A Scarman might have noted the differences but still looked for sources of resilience in the Asian and white communities, at their day to day prosaic 'getting along' rather than in any notion of inherent ethnic conflict and would have reiterated that the best way to sustain cohesive and tranquil communities was to recognise the "long term need to provide useful, gainful employment" to substitute for the decline in the Yorkshire textile industry under the impact of globalisation and competition from cheaper areas of the global south. But of course it was this very globalisation that now made such recommendations – in the form of state-led job creation so incongruous that no commentators dared suggest them. Or, rather the terminology of job creation was used but it had metamorphosed from Keynesianism to neoliberal free market inspired injunctions to poor communities to stop fighting each other and adopt the right attitudes and motivations so as to attract footloose global investment into these once thriving but now economic backwaters.

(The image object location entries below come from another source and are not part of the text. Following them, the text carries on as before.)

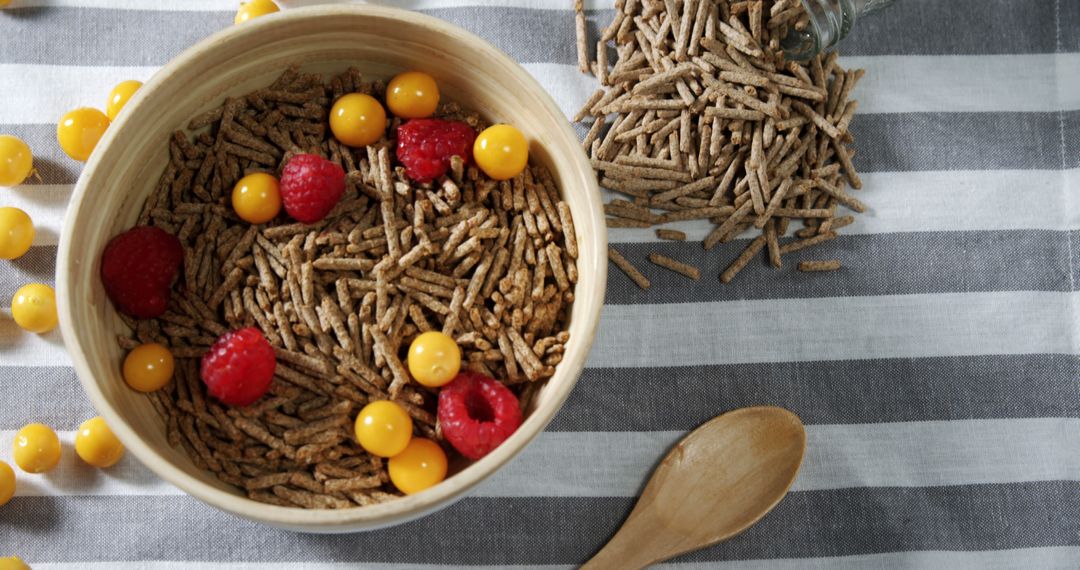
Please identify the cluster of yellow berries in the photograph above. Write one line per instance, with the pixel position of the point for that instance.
(80, 130)
(34, 306)
(385, 428)
(37, 449)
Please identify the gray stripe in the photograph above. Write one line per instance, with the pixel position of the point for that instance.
(891, 263)
(1076, 260)
(834, 392)
(891, 141)
(58, 35)
(547, 530)
(1069, 14)
(886, 390)
(37, 266)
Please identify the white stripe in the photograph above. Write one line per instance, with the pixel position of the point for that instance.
(899, 202)
(900, 326)
(19, 348)
(835, 328)
(935, 201)
(974, 83)
(1043, 558)
(230, 5)
(618, 463)
(899, 83)
(43, 93)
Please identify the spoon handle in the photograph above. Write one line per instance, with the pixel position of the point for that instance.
(632, 547)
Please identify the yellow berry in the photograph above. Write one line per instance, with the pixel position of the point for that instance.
(16, 161)
(79, 132)
(119, 96)
(37, 448)
(16, 232)
(434, 358)
(148, 367)
(422, 464)
(34, 308)
(358, 120)
(254, 10)
(256, 198)
(7, 483)
(413, 95)
(97, 445)
(501, 151)
(383, 429)
(13, 562)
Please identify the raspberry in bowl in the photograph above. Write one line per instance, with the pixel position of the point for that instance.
(329, 40)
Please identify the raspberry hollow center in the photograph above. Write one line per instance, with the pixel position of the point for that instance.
(478, 408)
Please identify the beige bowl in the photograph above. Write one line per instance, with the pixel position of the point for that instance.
(133, 153)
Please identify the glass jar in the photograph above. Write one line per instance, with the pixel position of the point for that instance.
(829, 22)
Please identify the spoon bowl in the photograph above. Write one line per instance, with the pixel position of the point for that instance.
(716, 483)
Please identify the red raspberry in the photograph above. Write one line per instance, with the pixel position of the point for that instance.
(310, 187)
(239, 367)
(476, 414)
(138, 268)
(424, 146)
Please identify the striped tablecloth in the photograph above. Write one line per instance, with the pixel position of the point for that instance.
(939, 372)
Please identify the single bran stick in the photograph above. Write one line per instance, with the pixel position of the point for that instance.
(630, 270)
(743, 258)
(673, 235)
(675, 266)
(810, 267)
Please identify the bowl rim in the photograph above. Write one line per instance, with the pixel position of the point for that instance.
(356, 518)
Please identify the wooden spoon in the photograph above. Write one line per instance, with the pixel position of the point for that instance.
(717, 482)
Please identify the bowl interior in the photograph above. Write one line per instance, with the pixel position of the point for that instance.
(132, 155)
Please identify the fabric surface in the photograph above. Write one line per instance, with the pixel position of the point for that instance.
(937, 372)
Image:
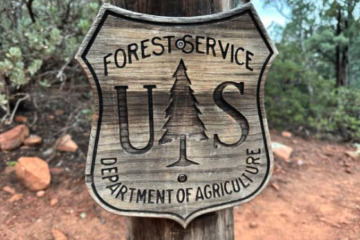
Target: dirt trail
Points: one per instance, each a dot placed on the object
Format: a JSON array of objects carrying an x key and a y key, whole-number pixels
[{"x": 315, "y": 197}]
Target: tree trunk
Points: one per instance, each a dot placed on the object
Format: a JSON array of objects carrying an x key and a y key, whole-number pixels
[
  {"x": 213, "y": 226},
  {"x": 341, "y": 56}
]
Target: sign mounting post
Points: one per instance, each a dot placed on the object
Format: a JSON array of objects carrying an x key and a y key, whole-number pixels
[{"x": 180, "y": 127}]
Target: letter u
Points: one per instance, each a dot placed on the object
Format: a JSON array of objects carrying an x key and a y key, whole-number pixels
[{"x": 124, "y": 121}]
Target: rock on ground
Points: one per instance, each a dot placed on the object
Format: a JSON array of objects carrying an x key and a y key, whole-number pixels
[
  {"x": 16, "y": 197},
  {"x": 9, "y": 190},
  {"x": 66, "y": 144},
  {"x": 58, "y": 235},
  {"x": 13, "y": 138},
  {"x": 286, "y": 134},
  {"x": 33, "y": 172},
  {"x": 281, "y": 151},
  {"x": 33, "y": 140}
]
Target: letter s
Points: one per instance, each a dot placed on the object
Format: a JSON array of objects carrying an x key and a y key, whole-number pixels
[{"x": 226, "y": 107}]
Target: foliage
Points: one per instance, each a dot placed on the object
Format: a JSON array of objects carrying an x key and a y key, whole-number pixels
[
  {"x": 40, "y": 35},
  {"x": 301, "y": 92}
]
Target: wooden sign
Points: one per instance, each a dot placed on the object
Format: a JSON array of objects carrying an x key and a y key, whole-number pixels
[{"x": 179, "y": 128}]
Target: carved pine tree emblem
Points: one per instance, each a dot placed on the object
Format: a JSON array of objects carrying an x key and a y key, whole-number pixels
[{"x": 183, "y": 113}]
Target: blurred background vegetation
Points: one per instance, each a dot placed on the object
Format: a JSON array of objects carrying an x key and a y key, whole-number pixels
[{"x": 313, "y": 87}]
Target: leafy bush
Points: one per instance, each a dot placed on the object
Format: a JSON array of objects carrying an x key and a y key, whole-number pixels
[
  {"x": 298, "y": 97},
  {"x": 39, "y": 35}
]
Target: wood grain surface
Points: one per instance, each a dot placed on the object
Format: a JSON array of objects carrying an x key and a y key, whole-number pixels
[{"x": 180, "y": 127}]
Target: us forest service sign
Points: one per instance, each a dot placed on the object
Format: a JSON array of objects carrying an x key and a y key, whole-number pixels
[{"x": 179, "y": 128}]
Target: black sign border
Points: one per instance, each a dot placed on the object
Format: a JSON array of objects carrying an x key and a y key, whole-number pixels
[{"x": 246, "y": 9}]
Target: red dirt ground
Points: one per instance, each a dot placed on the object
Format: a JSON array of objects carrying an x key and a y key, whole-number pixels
[{"x": 317, "y": 200}]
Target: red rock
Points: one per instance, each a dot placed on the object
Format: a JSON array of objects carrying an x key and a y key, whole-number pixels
[
  {"x": 21, "y": 119},
  {"x": 353, "y": 154},
  {"x": 40, "y": 193},
  {"x": 281, "y": 151},
  {"x": 56, "y": 171},
  {"x": 66, "y": 144},
  {"x": 275, "y": 186},
  {"x": 13, "y": 138},
  {"x": 58, "y": 235},
  {"x": 33, "y": 172},
  {"x": 253, "y": 225},
  {"x": 15, "y": 198},
  {"x": 286, "y": 134},
  {"x": 33, "y": 140},
  {"x": 53, "y": 201},
  {"x": 9, "y": 190}
]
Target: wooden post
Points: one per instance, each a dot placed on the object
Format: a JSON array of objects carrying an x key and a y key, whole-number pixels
[{"x": 214, "y": 226}]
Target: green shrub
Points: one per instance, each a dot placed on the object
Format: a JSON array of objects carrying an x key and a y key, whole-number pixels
[
  {"x": 298, "y": 97},
  {"x": 41, "y": 40}
]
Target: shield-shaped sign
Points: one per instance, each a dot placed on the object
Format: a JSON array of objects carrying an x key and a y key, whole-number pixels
[{"x": 179, "y": 128}]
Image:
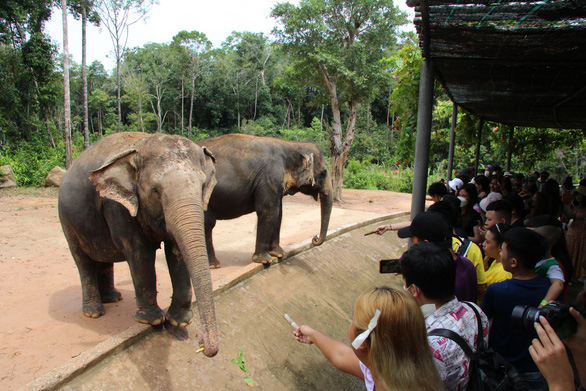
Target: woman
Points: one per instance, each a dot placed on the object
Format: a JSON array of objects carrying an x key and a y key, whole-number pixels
[
  {"x": 482, "y": 186},
  {"x": 493, "y": 241},
  {"x": 389, "y": 350},
  {"x": 576, "y": 235},
  {"x": 470, "y": 219}
]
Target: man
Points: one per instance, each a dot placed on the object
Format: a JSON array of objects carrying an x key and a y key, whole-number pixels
[
  {"x": 521, "y": 250},
  {"x": 449, "y": 207},
  {"x": 429, "y": 274},
  {"x": 433, "y": 227}
]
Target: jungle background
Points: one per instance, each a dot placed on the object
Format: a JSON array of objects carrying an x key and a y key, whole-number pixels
[{"x": 277, "y": 85}]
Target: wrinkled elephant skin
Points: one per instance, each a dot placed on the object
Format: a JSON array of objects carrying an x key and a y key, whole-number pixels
[
  {"x": 123, "y": 197},
  {"x": 254, "y": 174}
]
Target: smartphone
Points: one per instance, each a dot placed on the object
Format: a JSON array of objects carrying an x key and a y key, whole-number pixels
[{"x": 389, "y": 266}]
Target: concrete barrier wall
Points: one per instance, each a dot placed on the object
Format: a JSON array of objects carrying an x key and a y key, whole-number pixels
[{"x": 316, "y": 287}]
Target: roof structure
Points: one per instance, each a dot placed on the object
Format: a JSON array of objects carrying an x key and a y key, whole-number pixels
[{"x": 520, "y": 63}]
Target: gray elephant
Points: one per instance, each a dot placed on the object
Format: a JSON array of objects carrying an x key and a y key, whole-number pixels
[
  {"x": 118, "y": 202},
  {"x": 254, "y": 173}
]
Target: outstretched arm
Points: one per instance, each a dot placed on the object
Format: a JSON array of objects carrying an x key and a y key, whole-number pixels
[
  {"x": 338, "y": 353},
  {"x": 549, "y": 353}
]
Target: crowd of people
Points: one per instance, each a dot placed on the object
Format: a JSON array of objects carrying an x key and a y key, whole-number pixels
[{"x": 487, "y": 245}]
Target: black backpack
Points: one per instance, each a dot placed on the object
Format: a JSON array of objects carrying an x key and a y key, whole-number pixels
[{"x": 489, "y": 371}]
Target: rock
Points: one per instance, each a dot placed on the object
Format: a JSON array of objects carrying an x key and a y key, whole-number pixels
[
  {"x": 54, "y": 177},
  {"x": 7, "y": 178}
]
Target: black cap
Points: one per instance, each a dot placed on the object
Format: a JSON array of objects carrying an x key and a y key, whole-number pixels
[{"x": 430, "y": 226}]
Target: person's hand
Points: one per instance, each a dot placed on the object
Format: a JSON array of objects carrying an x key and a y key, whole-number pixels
[
  {"x": 382, "y": 229},
  {"x": 578, "y": 339},
  {"x": 303, "y": 334},
  {"x": 549, "y": 353}
]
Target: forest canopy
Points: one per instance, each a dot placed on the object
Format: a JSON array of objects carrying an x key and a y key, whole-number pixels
[{"x": 254, "y": 84}]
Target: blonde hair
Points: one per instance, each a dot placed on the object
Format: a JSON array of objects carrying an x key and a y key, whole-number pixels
[{"x": 400, "y": 356}]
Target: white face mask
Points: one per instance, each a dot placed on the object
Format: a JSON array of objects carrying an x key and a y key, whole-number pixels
[{"x": 428, "y": 309}]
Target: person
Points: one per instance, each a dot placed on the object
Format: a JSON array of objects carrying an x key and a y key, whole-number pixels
[
  {"x": 470, "y": 219},
  {"x": 436, "y": 191},
  {"x": 497, "y": 212},
  {"x": 550, "y": 355},
  {"x": 557, "y": 263},
  {"x": 429, "y": 274},
  {"x": 576, "y": 235},
  {"x": 521, "y": 250},
  {"x": 482, "y": 185},
  {"x": 461, "y": 245},
  {"x": 567, "y": 191},
  {"x": 433, "y": 227},
  {"x": 389, "y": 348},
  {"x": 517, "y": 210},
  {"x": 492, "y": 247}
]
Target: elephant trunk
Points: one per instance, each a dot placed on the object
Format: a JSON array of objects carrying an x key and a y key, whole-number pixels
[
  {"x": 184, "y": 218},
  {"x": 326, "y": 201}
]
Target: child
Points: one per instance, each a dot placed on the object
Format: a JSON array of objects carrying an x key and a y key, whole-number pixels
[
  {"x": 550, "y": 266},
  {"x": 389, "y": 349}
]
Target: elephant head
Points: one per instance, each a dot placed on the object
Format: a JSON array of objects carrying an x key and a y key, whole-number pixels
[
  {"x": 165, "y": 182},
  {"x": 312, "y": 178}
]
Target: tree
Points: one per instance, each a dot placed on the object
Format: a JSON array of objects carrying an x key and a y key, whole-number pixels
[
  {"x": 86, "y": 10},
  {"x": 195, "y": 47},
  {"x": 66, "y": 99},
  {"x": 343, "y": 42},
  {"x": 118, "y": 16}
]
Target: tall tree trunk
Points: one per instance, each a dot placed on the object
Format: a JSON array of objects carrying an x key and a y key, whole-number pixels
[
  {"x": 66, "y": 98},
  {"x": 86, "y": 127},
  {"x": 189, "y": 131}
]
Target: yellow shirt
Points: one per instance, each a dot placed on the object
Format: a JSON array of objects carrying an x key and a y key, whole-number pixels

The riots were read no longer as a sign of social and economic marginalisation but rather a self-exclusion ultimately due to the pathology and lack of motivation of the poor white and Asian communities themselves. The reports which investigated the riots and which articulated this standpoint were conducted not by someone of the stature of Lord Scarman but by bureaucrats and lesser notables such as Herman Ousley and Ted Cantle

The old Keynesianism had been replaced by a political economy of 'community cohesion', 'capacity building' 'social capital acquisition'. This was now the time of New Labour and the governments of Tony Blair which, if they produced nothing else, excelled in the production of terminology. Communities had to take ultimate responsibility for themselves and make themselves attractive places for globally mobile investors. Citizenship meanwhile was no longer a set of rights but also, and with the decline of the welfare state predominantly, a set of responsibilities: to speak English, to stop obsessing about political and religious issues in Pakistan and to (this included the whites) get on with people of a different ethnicity so as to form a cohesive, compliant potential workforce. This was the overwhelming message of the inquiries – this time not led by judges but by government appointed bureaucrats. The need is "to understand the obstacles that prevent some ethnic minority communities from being more successful in local labour markets."  If they are successful, then they won't riot.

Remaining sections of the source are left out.